VME SCON Selection for Multi-Processor Systems
In chassis with multiple VME boards, the System Controller (SCON) must be uniquely assigned. Only one board per VME backplane should be SCON; others should be SCON disable. Multiple SCON boards cause bus arbitration conflicts and system hangs. Check your chassis documentation—some backplanes have fixed SCON slots. If migrating from MVME5100, note that SCON selection may have moved to different jumpers—verify against the MVME5500 manual before installation.
Motorola MVME5500-0161
Technical Deep Dive & Overview
The Motorola MVME5500-0161 is a high-performance 6U VMEbus Single Board Computer representing the flagship of Motorola’s VME product line . It bridges the gap between legacy VME infrastructure and modern computational requirements, delivering workstation-class performance in an embedded rugged form factor.

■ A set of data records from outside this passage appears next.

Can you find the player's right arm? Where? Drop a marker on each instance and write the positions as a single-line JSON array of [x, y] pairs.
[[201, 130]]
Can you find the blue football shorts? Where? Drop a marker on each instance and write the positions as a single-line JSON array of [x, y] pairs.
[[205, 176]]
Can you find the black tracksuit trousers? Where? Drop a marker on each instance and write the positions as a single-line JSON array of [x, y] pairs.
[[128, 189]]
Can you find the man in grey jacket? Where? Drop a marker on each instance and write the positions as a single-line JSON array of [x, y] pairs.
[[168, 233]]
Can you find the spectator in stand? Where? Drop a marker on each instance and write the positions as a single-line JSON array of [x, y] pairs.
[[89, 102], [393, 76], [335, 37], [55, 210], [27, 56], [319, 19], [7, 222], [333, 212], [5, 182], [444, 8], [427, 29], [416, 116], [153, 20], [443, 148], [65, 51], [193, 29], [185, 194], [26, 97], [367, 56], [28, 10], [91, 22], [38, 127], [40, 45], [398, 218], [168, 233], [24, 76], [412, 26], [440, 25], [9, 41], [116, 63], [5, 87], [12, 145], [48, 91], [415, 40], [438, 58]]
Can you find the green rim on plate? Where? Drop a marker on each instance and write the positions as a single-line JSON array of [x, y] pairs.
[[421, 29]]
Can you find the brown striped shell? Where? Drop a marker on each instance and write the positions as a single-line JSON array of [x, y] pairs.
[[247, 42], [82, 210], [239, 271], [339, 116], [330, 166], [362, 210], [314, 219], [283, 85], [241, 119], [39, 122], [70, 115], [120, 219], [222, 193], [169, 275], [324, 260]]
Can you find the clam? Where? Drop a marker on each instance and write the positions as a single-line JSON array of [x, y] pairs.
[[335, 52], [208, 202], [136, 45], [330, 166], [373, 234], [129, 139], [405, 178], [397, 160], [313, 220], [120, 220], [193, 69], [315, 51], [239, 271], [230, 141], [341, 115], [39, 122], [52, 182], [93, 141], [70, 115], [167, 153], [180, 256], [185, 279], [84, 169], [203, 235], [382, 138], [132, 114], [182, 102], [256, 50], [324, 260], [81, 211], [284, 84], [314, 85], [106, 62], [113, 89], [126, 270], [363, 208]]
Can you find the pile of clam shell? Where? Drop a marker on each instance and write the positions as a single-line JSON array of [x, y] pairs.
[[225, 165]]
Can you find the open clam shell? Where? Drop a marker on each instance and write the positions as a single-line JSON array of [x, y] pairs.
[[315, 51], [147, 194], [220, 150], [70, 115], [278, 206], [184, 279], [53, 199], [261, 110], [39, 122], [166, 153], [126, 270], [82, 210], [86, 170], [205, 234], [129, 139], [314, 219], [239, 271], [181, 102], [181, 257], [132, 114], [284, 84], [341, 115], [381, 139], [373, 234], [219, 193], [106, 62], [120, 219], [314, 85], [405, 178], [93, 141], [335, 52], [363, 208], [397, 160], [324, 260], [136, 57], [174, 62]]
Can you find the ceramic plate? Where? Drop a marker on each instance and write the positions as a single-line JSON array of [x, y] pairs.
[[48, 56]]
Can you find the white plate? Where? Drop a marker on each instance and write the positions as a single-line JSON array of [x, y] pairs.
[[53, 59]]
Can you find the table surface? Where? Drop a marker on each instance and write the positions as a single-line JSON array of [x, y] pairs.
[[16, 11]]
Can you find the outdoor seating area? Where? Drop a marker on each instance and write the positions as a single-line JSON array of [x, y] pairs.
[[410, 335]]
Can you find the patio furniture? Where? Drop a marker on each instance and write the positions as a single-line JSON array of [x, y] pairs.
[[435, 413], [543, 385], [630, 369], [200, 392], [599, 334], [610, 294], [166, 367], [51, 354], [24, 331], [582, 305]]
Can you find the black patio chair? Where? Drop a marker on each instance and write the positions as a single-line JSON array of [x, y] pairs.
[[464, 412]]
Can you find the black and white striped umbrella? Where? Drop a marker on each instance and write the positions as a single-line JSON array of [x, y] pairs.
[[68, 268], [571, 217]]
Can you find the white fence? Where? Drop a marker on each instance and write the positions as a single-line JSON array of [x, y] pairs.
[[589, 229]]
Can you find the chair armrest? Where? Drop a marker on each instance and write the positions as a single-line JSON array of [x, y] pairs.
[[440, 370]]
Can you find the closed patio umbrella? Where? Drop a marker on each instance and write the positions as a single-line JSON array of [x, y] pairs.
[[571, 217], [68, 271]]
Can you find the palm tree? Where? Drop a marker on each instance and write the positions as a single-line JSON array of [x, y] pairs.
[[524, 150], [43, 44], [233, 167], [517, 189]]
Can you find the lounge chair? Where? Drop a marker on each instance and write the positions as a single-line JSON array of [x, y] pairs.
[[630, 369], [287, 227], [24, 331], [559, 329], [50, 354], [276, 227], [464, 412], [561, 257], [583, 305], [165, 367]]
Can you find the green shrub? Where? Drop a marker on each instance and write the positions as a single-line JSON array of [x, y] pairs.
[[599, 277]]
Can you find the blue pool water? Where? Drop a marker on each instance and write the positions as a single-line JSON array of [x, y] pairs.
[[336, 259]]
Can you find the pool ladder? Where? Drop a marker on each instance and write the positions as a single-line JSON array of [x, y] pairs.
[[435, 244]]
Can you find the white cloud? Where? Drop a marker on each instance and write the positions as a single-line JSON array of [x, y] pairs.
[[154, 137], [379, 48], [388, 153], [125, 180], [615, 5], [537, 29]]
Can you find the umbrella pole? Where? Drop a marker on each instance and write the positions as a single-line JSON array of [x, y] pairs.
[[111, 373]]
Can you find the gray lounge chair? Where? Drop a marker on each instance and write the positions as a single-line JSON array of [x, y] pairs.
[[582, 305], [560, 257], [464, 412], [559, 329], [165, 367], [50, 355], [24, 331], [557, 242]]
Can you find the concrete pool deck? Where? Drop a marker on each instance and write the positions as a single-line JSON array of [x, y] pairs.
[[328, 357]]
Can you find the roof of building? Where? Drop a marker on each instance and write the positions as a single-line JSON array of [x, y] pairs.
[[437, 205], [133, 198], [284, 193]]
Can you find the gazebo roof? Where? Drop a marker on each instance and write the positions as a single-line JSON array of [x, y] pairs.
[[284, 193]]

The architecture centers on the MPC7455 PowerPC processor at 1 GHz , a superscalar RISC design with integrated AltiVec vector processing unit . AltiVec provides SIMD (Single Instruction, Multiple Data) capabilities—operating on 128-bit vectors containing multiple data elements simultaneously. This accelerates DSP, graphics, and scientific computations by 4-10x over scalar processing. The 256 KB L2 cache and 2 MB L3 cache minimize memory latency for performance-critical code.
The Marvell system controller provides high-speed interconnect with 133 MHz front-side bus and 133 MHz SDRAM interface, matching the processor’s bandwidth requirements. ECC SDRAM detects and corrects single-bit errors, essential for reliability in electrically noisy industrial environments or high-altitude aerospace applications where cosmic ray-induced bit flips are more frequent.
The dual independent 64-bit PCI buses represent a significant architectural improvement over single-bus designs. PCI Bus 0 and PCI Bus 1 each have dedicated PMC sites, allowing simultaneous high-speed operations without bus contention. The Universe II VME interface provides high-performance VME64x connectivity with 2eSST (Two-Edge Source Synchronous Transfer) protocol, achieving 320 MB/s transfer rates—critical for real-time data acquisition and inter-board communication.
Peripheral integration includes Gigabit Ethernet for high-speed network-centric operations, 10/100 Ethernet for backward compatibility, dual serial ports for console and device communication, and dual Flash banks for redundant boot storage. The 64-bit PCI expansion mezzanine supports up to four additional PMCs beyond the two onboard sites, enabling extreme I/O expansion.
The MOTLoad firmware provides board initialization, power-on self-test (POST), low-level debugging, and operating system boot. It supports network boot (BOOTP/TFTP), Flash boot, and diagnostic modes. The firmware is field-upgradable via serial or Ethernet, allowing feature enhancements without hardware replacement.
From a system architecture perspective, the MVME5500-0161 functions as a computational node in VME-based embedded systems. It can operate as VME bus master, slave, or system controller, supporting multiprocessor configurations. The deterministic VME bus timing, combined with high-speed PCI and AltiVec processing, makes this suitable for real-time signal processing, image analysis, and closed-loop control applications where latency and throughput are critical.
The board’s rugged design—extended temperature operation (-40°C to +85°C) , shock/vibration tolerance, and ECC memory—reflects its target markets: military/aerospace (where VME remains the standard for mission-critical systems), high-performance industrial automation, and telecommunications infrastructure requiring 99.999% availability. The MVME5500-0161 specifically provides a balanced configuration that matches the -0163 variant in core capabilities while potentially differing in memory size or Flash partitioning to meet specific OEM requirements.